I. “…on the basis of sex…”

“Well, I guess I’m not going to become a lawyer then,” my daughter declared after observing a mock trial I participated in. “Why would you say that?” I asked. “Because I’m not white and I’m a girl.”

Not exactly what I was going for when I invited her and my boys, in bring-your-kid-to-work day spirit.

What should trouble us all is the fact that my daughter is quite possibly the last high school student in the world who should think she can’t compete with the boys in any arena. Her academic performance borders on the absurd. And she started for her boys varsity high school basketball team and soccer teams that year,1 serving as team cocaptain for the latter this year.

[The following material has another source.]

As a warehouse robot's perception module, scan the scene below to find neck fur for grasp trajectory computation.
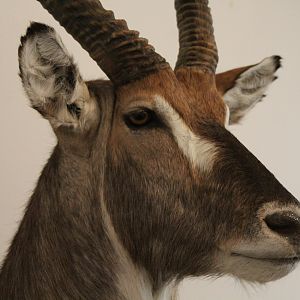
[102,198,177,300]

The sad reality though is she quit basketball. Hung ‘em up, giving up her chance to play for her school during her now senior year. Had nothing to do with any physical disadvantage playing with the boys. And it sure as hell didn’t have anything to do with any concerns about her “physical safety.”2

It had everything to do with the similar sort of gender discrimination that she observed during my mock trial, where a very “old boy” directed an overtly sexist critique at my co-counsel, an experienced and excellent practicing attorney. That act was rooted in a history of a sort of institutional discrimination that the legal world has successfully mitigated-in-part over the past half-century-plus but has not entirely left behind.

In comparison, algorithmic discrimination from the implementation of AI is a next-level threat. It is an institutional X-ism generating agent, if—and from all indications, when—it is or will be left to its own devices.3

II. “R-E-S-P-E-C-T. Find out what it means to me….”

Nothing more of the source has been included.